The light resumed its slow journey, revealing too much, each new horror chilling him to his core, causing the hand guiding the torch to tremble so that the very cavern seemed to quake. He deliberately aimed the beam along the wall he and Dealey rested against; Dealey had said the doorway was on the right-hand side of the eastbound tunnel. He hated the idea of allowing darkness to conceal the gorging creatures once more, for he felt somehow it was only the light holding them back, as if it were a force-field of sorts. Deep down, he knew he was wrong. They had not been attacked because the vermin were content with their kill for the moment; their hunger could be satiated without further effort.

But if they felt threatened the slaughter would start again, and this time, he and Dealey would be the victims.

Oh Christ, where was that bloody shelter?

The slow-swinging beam came to a halt.

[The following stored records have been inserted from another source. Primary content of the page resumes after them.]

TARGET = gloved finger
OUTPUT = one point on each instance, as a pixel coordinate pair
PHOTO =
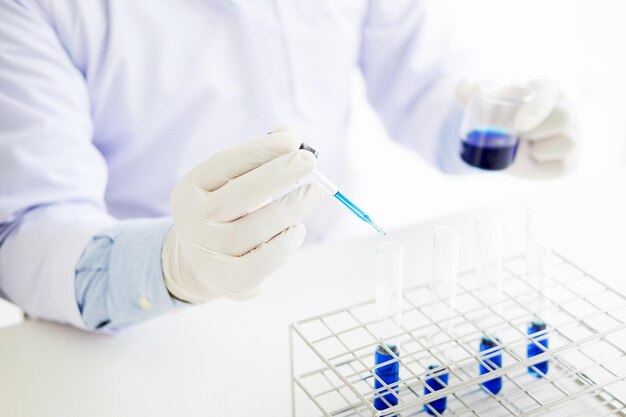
(240, 236)
(247, 192)
(530, 115)
(231, 163)
(554, 149)
(561, 118)
(260, 263)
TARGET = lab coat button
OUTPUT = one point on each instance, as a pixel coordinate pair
(145, 303)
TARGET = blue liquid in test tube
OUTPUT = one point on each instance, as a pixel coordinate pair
(390, 374)
(537, 330)
(490, 149)
(436, 380)
(493, 359)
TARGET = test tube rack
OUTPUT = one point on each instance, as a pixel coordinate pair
(332, 355)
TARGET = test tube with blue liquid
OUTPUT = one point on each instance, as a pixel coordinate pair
(446, 242)
(538, 264)
(388, 299)
(489, 269)
(333, 190)
(489, 139)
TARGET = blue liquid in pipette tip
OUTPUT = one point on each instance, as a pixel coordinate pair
(389, 373)
(492, 358)
(490, 149)
(537, 330)
(359, 213)
(436, 380)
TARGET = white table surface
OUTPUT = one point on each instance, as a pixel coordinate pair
(231, 358)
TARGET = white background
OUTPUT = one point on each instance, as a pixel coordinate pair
(579, 43)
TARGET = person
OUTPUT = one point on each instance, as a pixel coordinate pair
(127, 185)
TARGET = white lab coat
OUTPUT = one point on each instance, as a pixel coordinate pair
(105, 104)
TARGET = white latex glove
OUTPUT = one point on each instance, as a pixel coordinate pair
(225, 242)
(548, 130)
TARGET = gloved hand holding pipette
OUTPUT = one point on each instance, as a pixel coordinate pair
(225, 240)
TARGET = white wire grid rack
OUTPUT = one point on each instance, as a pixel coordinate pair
(332, 355)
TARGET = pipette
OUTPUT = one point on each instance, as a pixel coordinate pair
(333, 190)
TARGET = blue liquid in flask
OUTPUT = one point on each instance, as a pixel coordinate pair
(490, 149)
(389, 374)
(436, 380)
(493, 358)
(537, 330)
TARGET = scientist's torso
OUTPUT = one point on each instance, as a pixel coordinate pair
(172, 82)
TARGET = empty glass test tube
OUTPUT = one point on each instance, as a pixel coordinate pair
(446, 241)
(538, 264)
(489, 269)
(389, 271)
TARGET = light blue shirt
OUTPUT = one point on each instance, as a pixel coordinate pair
(105, 104)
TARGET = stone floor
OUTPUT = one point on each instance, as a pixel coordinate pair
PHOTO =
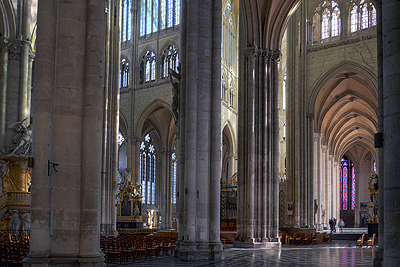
(336, 253)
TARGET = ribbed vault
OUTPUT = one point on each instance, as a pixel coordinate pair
(346, 113)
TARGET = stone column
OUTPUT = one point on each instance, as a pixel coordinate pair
(110, 123)
(68, 116)
(200, 129)
(258, 170)
(380, 166)
(3, 92)
(166, 190)
(391, 133)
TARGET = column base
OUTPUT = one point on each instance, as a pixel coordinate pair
(195, 251)
(378, 258)
(52, 261)
(264, 244)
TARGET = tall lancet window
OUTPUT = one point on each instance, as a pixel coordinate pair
(347, 185)
(148, 67)
(229, 51)
(362, 15)
(169, 60)
(173, 177)
(126, 20)
(124, 73)
(148, 170)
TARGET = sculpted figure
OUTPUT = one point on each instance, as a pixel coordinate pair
(22, 140)
(26, 223)
(15, 222)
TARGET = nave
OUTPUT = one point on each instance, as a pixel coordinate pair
(336, 253)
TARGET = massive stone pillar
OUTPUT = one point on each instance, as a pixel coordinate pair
(258, 169)
(200, 131)
(110, 123)
(379, 252)
(391, 133)
(68, 134)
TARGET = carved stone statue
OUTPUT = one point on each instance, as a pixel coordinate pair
(175, 77)
(26, 223)
(22, 140)
(3, 168)
(15, 221)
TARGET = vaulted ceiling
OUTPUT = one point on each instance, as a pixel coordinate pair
(346, 113)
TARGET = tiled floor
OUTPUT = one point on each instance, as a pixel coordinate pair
(337, 253)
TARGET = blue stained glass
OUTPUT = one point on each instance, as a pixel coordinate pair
(143, 18)
(353, 188)
(155, 15)
(153, 70)
(354, 19)
(129, 24)
(177, 12)
(148, 17)
(170, 15)
(364, 18)
(345, 187)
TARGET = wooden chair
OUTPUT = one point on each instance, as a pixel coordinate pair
(371, 241)
(299, 239)
(360, 241)
(307, 240)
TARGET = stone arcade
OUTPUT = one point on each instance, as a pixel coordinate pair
(276, 101)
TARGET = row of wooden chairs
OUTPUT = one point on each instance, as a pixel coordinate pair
(127, 247)
(369, 243)
(13, 249)
(304, 238)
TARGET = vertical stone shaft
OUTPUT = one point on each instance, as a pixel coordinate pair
(391, 118)
(43, 129)
(24, 112)
(381, 178)
(191, 122)
(274, 200)
(91, 130)
(68, 120)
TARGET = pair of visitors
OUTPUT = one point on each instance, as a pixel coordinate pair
(341, 225)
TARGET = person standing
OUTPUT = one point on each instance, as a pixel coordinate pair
(341, 225)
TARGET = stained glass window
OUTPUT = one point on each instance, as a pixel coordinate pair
(362, 15)
(169, 59)
(347, 184)
(121, 138)
(353, 188)
(149, 64)
(325, 24)
(354, 19)
(173, 178)
(148, 170)
(124, 73)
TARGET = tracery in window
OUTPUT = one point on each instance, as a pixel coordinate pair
(124, 73)
(126, 20)
(173, 177)
(148, 170)
(148, 67)
(326, 21)
(284, 90)
(169, 60)
(229, 48)
(362, 15)
(347, 185)
(121, 138)
(158, 15)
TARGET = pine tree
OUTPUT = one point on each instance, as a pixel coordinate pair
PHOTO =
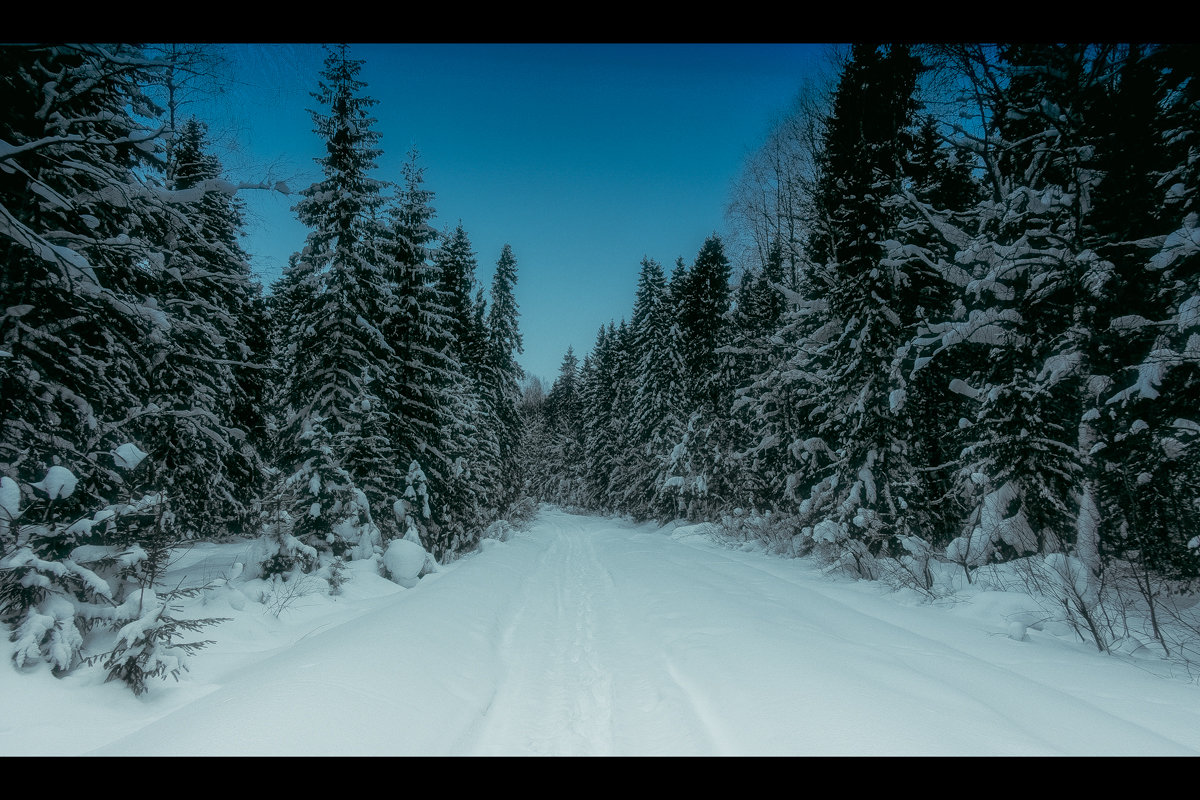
(867, 296)
(207, 384)
(564, 419)
(504, 373)
(335, 346)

What was that?

He moved the light back a few feet.

It came to rest on a figure standing in one of the openings dividing the two tunnels.

She was perfectly still, eyes staring directly ahead into the brickwork of a column opposite the one she leaned against. Her clothes were torn, dirt-smeared; her hair matted, unkempt. She did not appear to be breathing, but she was alive. Alive and shocked rigid.

'Dealey,' Culver said, keeping his voice low. There's a girl on the other side of the track. Just standing there, too scared to move.'

He tensed as a black shape appeared in the opening, at the girl's feet. Its pointed nose twitched in the air before it leapt off the small ledge to be among its gluttonous companions.

'Find the door, man, that's more important.'

Culver grimaced, a smile without humour. You're all heart,' he said.

'If we find the shelter, then we may be able to help her.'

'She could collapse at any moment, and if she does she'll fall right into them. She'd have no chance.'

There isn't much we can do.'

'Maybe not.' Culver began to rise, his back scraping against the brick wall, the movement slow, easy.

'But we're going to try.'

'Culver!' A hand grabbed his sleeve, but he shook it off. He began to move away from the slaughter, backing off in the direction they had come.

'Stay there, Dealey,' he whispered. You'll be okay. They're not ready for dessert just yet.' His black humour did not amuse even himself.

When he felt he was at a safe distance - although a few hundred miles would have felt safer - Culver crossed the track. Then began the cautious, deliberate walk back, keeping the beam low, not wanting to disturb the unholy feast. His footsteps light, Culver stepped through one of the openings onto the adjacent track, hoping none of the creatures was lurking there. Less intimidated by the bloodletting because now it was out of view, he made faster progress.